Das durchschlagende Ergebnis: Für Drücke zwischen den Reibpartnern unterhalb von 0,4 Gigapascal und Schmierspalthöhen größer als 5 Nanometer stimmt die Reynoldsbeschreibung gut mit den Molekulardynamik-Referenzrechnungen überein, vorausgesetzt man nutzt ein exaktes Konstitutivgesetz für die Viskosität des Schmierstoffs. Im Gegensatz dazu konnten Kerstin Falk und Michael Moseler zeigen, dass bei extremen Grenzreibungsbedingungen, also hohen Drücken von circa 1 Gigapascal und kleinen Schmierspalthöhen von circa 1 nm, die Haftung des Schmierstoffs an den Oberflächen vermindert wird und deshalb der Schlupf zwischen einem Reibpartner und dem Schmierstoff in die Berechnung einbezogen werden muss, um die Reibung korrekt vorherzusagen. Dazu wird ein nichtlineares Wandschlupfgesetz benötigt. Dieses setzt die Wandschlupfgeschwindigkeiten (das heißt, die Geschwindigkeitsdifferenz zwischen einem Reibpartner und dem angrenzenden Schmierstoff) mit den lokalen Scherspannungen im Schmierfilm zueinander in Beziehung.

Durchbruch in der Tribologie: die Grenzreibung berechenbar machen

Mit diesen Forschungsergebnissen legen die Forschenden nun eine innovative Methode vor zur Vorhersage der Reibung unter Grenzschmierbedingungen. Eine zusätzliche Information, die für diese nicht-empirische prädiktive Kontinuumsmodellierung hochbelasteter tribologischer Kontakten benötigt wird, ist die atomare Struktur der reibenden Oberflächen.
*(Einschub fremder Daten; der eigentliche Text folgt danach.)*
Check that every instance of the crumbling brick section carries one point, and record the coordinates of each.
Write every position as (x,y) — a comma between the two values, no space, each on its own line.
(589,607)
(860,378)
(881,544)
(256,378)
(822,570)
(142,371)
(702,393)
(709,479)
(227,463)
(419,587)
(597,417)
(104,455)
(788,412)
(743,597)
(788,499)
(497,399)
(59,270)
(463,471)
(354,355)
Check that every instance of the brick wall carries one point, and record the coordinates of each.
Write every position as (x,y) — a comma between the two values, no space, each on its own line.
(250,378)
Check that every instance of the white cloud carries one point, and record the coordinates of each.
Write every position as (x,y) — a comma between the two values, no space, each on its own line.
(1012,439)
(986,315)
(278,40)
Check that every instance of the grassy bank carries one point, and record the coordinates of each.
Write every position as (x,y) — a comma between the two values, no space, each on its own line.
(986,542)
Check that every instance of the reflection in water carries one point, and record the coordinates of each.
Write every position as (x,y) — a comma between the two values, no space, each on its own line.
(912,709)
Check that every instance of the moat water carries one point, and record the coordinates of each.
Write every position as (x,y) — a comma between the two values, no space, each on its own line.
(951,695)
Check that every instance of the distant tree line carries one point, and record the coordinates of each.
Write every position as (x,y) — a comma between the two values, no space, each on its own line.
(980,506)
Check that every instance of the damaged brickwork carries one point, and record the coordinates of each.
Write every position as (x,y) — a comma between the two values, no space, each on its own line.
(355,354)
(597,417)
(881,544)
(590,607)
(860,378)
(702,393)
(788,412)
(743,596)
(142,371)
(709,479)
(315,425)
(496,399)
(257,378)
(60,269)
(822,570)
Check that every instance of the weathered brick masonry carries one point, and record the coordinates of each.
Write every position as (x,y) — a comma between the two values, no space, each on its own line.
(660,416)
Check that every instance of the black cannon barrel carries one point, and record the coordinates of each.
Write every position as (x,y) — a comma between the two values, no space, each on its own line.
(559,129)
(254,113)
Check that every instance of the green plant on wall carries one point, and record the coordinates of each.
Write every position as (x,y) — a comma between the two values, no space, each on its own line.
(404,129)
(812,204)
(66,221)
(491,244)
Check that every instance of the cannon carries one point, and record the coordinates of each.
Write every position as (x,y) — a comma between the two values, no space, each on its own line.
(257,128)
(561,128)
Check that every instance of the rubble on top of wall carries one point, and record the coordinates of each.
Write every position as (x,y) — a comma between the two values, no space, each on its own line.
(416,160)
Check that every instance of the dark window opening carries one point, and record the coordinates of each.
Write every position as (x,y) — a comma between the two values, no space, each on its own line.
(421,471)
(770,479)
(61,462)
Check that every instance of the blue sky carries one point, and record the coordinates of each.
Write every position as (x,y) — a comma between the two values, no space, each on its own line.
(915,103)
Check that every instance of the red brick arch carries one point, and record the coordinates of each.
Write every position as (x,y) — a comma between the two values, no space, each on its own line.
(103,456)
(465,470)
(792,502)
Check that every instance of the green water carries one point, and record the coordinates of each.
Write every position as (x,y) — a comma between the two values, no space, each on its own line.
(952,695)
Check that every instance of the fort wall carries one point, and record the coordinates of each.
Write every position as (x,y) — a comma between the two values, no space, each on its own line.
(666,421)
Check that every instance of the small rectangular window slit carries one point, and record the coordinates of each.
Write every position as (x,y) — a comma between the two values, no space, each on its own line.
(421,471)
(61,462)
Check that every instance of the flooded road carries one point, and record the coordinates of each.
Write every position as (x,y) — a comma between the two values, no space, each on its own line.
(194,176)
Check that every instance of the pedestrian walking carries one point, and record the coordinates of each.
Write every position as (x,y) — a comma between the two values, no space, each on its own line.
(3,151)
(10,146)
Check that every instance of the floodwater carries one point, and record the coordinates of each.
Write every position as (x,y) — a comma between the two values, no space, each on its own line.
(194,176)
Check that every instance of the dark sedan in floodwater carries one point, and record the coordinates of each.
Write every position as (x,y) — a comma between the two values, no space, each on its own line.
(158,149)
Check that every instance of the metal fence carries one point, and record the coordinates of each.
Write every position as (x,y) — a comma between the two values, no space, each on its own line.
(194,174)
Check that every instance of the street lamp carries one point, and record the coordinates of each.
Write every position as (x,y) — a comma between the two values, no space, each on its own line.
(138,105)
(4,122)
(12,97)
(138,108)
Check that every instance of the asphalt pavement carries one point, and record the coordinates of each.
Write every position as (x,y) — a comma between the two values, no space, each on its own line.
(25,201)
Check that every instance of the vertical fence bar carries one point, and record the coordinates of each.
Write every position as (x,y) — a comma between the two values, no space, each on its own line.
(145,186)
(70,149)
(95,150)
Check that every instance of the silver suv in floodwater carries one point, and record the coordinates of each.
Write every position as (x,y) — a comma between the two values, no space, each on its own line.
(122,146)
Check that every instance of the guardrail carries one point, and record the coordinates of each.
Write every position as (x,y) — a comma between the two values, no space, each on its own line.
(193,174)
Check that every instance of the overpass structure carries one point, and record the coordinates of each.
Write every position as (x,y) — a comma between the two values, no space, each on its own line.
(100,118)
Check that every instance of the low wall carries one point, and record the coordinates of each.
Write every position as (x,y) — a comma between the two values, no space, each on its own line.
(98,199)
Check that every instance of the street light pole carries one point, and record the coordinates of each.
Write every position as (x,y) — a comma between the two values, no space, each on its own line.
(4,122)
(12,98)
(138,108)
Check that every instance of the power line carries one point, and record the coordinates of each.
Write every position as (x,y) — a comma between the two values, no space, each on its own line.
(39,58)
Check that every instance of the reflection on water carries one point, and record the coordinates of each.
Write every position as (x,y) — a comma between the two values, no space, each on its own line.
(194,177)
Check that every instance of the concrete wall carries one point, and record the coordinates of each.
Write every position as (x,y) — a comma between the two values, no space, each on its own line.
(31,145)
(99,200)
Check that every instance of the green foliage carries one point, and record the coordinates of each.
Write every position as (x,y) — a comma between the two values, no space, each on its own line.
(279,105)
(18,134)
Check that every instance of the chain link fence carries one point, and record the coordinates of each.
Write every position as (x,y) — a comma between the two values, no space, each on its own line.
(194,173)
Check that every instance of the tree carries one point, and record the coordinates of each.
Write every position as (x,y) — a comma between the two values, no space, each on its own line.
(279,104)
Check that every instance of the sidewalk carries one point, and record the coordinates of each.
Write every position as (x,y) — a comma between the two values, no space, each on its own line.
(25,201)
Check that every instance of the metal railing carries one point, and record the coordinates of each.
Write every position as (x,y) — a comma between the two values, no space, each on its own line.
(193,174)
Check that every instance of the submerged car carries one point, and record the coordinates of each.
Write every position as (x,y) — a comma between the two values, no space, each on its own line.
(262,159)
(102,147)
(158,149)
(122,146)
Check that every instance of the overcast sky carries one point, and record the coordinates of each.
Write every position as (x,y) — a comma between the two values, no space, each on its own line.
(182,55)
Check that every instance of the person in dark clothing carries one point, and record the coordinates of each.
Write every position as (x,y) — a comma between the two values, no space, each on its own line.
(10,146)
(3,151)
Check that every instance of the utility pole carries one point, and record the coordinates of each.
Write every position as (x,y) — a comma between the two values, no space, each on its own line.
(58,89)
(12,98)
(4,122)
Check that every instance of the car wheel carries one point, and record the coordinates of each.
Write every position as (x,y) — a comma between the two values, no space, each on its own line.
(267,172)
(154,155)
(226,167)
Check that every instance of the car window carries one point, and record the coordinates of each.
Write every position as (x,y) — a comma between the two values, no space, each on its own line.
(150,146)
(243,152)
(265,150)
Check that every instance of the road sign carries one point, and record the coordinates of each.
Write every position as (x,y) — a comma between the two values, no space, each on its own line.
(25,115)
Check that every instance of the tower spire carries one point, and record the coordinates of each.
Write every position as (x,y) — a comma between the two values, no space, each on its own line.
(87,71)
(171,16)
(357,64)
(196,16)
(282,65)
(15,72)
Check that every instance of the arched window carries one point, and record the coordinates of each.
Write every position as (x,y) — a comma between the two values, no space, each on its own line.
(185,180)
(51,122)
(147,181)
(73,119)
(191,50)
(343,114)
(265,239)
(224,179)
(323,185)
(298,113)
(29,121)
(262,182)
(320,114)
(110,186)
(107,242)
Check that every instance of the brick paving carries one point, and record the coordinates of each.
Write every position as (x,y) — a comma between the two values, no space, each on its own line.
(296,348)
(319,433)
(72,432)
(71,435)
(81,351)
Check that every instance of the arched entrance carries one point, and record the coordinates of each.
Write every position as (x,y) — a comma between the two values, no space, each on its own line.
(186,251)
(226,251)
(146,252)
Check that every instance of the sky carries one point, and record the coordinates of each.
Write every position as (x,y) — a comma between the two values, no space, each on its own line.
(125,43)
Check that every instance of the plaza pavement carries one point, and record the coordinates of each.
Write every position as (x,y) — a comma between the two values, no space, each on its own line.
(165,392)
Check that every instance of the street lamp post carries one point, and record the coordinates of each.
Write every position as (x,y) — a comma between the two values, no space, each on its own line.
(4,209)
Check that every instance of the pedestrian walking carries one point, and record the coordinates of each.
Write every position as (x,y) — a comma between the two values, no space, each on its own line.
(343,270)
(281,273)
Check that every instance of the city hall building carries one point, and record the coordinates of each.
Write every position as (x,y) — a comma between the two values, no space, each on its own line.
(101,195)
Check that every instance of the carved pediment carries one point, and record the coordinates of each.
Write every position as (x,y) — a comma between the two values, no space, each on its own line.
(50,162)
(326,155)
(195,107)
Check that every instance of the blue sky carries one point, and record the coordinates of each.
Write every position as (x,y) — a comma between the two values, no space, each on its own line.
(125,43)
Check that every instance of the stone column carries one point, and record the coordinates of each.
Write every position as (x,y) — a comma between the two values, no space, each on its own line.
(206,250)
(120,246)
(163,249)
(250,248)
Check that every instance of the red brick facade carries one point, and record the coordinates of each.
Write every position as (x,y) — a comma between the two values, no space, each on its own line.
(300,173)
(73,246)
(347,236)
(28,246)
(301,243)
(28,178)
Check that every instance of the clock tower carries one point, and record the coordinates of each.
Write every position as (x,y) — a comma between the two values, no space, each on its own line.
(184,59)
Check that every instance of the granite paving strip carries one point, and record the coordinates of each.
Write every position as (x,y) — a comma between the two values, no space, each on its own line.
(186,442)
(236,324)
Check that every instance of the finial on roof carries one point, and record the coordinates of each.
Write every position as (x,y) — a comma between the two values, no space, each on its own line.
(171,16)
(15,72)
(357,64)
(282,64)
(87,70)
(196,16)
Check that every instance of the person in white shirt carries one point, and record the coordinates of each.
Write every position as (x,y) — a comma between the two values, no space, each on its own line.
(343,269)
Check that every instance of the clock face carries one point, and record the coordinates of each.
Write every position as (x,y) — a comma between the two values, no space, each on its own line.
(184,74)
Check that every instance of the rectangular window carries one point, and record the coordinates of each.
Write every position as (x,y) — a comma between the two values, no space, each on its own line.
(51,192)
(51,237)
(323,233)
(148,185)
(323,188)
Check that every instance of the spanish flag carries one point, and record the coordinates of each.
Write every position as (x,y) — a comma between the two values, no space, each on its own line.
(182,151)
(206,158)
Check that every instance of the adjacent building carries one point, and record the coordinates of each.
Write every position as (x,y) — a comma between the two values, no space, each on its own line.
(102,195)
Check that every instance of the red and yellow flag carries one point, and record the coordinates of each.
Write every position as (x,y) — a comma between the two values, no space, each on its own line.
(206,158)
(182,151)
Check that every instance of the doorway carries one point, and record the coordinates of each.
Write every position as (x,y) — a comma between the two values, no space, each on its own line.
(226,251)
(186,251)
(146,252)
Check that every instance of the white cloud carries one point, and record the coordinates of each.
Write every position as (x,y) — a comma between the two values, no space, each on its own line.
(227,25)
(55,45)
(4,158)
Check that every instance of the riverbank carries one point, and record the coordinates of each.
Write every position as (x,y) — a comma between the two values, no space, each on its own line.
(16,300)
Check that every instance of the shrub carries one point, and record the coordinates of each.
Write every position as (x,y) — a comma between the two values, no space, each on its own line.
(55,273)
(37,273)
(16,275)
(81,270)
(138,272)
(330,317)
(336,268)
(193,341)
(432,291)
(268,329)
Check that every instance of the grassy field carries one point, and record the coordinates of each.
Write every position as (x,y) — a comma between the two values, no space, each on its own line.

Diese wird mit tiefergehenden experimentellen Analysen bestimmt und ist Voraussetzung für das Wandschlupfgesetz.

Die neuen Erkenntnisse des Fraunhofer IWM kommen nun in Folgeprojekten zum Einsatz, um Reibwerte und Reibungsverhalten in konkreten Anwendungen – zum Beispiel in Getrieben oder Lagern – vorherzusagen und den Forschungspartnern beim Aufbau von Simulationskompetenz zu unterstützen. Diese können dann Prüfstands- und Bauteilsimulationen durchführen, Unsicherheiten bei der Auslegung von tribologischen Systemen reduzieren und Designparameter exakter bestimmen. Damit ist ein wichtiger Schritt zu einem wissensbasierten Schmierstoff-, Oberflächen- und Bauteildesign gemacht. Dies ist sowohl für Schmierstoffhersteller, Beschichter als auch für Lager- und Getriebehersteller äußerst interessant.